Метод обратной функции позволяет получать значения случайной непрерывной величины x  из равенства:

                                              х = Fx-1(U),

где через Fx-1 обозначена функция обратная к функции распределения  Fx(x) случайной величины x. Подставляя в обратную функцию значения случайной базовой величины, получают значения моделируемой случайной величины x.

Данный метод не применим при моделировании случайной величины, распределенной по нормальному закону. В этом случае используют метод композиции, в основе которого лежит центральная предельная теорема. Значения случайной величины x, распределенной по нормальному закону с параметрами m, σ>0, получают по формуле:

                                  хi= m + (U1 + U2 + + U12  - 6)*σ.

     Из последней формулы следует, что для того, чтобы получить одно значение нормально распределенной случайной величины ξ, необходимо использовать двенадцать значений случайной базовой величины U.

Методом Неймана можно моделировать случайные непрерывные величины, плотность распределения которых  ограничена на промежутке, где она отлична от нуля. Ограниченность функции плотности означает, что, для всех х, принадлежащих отрезку [c, d]  функция плотности fx (x) удовлетворяет неравенству:

fx(x)<M.

При моделировании методом Неймана сначала моделируются два значения случайной величины t с известным законом распределения, обозначим их z1 , z2. Затем находят координаты точки Г (х, у) по формулам:

х1=с+z1(d-c),

                                                 у1=M z2.

Если точка Г лежит под кривой у=fx (x), то полагают, что исходная, случайная непрерывная величина x приняла значение х1, в противном случае моделируют новую пару z1, z2  и повторяют всю процедуру заново.

При моделировании случайной непрерывной величины важно выбрать алгоритм моделирования, наиболее оптимальный с точки зрения реализации.

              1.2  Генерация случайных чисел средствами MS-Excel

 В пакете Excel для получения  (генерации)  значений случайной величины традиционно, как и в других компьютерных пакетах, используется программно реализованный датчик случайных чисел, то есть некоторая программа или устройство, которая формирует последовательности псевдослучайных чисел, распределенных по заданному закону распределения.
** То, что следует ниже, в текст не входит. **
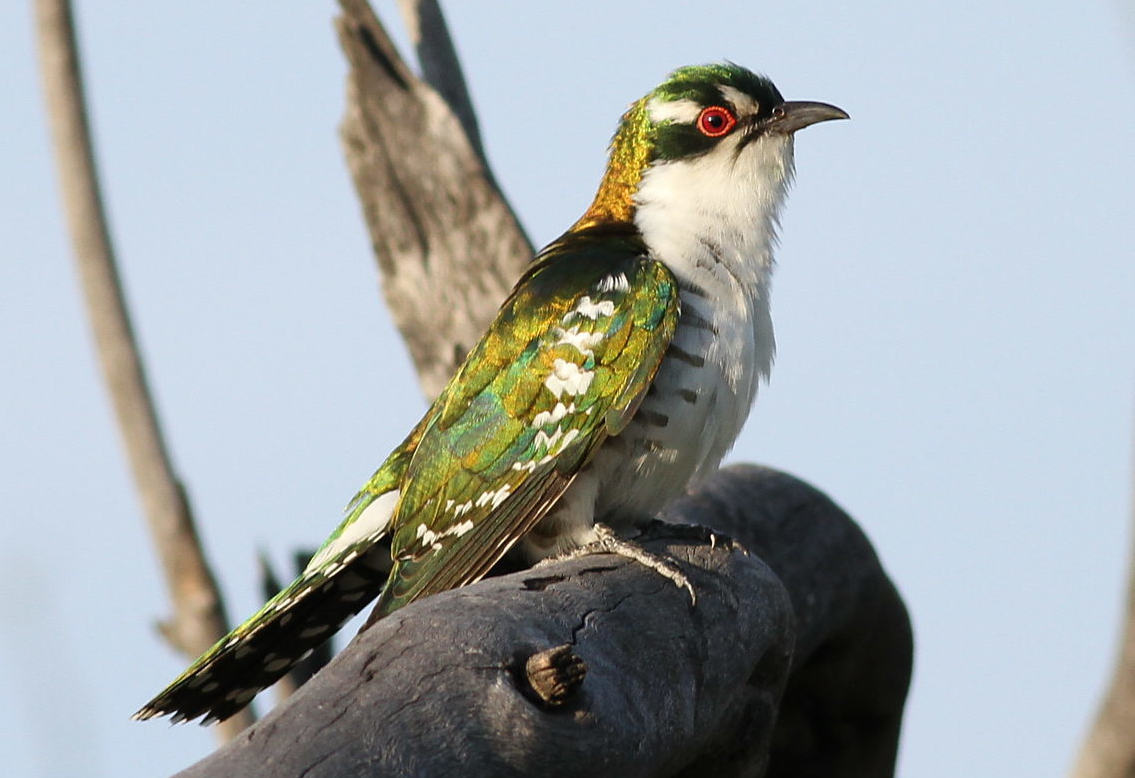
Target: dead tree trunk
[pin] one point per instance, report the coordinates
(795, 661)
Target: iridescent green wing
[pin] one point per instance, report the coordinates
(564, 366)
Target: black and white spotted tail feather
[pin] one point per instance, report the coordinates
(259, 653)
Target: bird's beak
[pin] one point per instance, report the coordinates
(795, 115)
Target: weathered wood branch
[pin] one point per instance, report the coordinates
(447, 244)
(199, 616)
(440, 688)
(1109, 749)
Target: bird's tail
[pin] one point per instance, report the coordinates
(283, 633)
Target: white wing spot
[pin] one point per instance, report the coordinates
(613, 283)
(494, 499)
(460, 529)
(545, 418)
(590, 310)
(426, 535)
(582, 341)
(547, 441)
(568, 377)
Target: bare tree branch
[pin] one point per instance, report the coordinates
(440, 66)
(1109, 749)
(199, 617)
(447, 244)
(443, 686)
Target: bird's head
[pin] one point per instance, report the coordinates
(709, 139)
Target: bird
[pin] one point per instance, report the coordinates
(618, 373)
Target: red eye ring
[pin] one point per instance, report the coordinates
(714, 122)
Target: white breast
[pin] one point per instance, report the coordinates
(712, 222)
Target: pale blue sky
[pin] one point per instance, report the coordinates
(955, 309)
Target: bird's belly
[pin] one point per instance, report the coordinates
(682, 429)
(687, 423)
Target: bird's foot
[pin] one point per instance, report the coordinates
(657, 528)
(607, 542)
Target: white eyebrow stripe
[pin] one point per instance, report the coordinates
(673, 110)
(742, 102)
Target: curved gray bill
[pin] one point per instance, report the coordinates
(795, 115)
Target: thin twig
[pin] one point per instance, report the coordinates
(440, 66)
(199, 618)
(1109, 749)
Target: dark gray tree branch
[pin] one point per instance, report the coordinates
(447, 244)
(439, 688)
(439, 64)
(199, 615)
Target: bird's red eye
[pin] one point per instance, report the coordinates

По своим возможностям Excel уступает специализированным статистическим пакетам, тем не менее, имеет в своем составе наиболее часто используемые статистические процедуры. В случае необходимости получения последовательности случайных чисел (выборки значений случайной величины с заданным законом распределения) Excel предлагает несколько вариантов генерации таких последовательностей.  В мастере функций Excel имеется ряд специальных функций, предназначенных для статистического моделирования и статистической обработки данных (категории Статистические и Математические), кроме того, имеется набор более мощных инструментов для углубленного анализа данных, называемый Пакет анализа.

При использовании инструментов Excel совокупность ячеек содержащих анализируемые данные называется входным диапазоном, соответственно, ячейки таблицы, в которых предполагается увидеть результат анализа или вычислений – выходным диапазоном.

Для удобства обращения с инструментами Excel диапазонам данных или даются имена (меню Вставка – Имя), или они показываются маркировкой.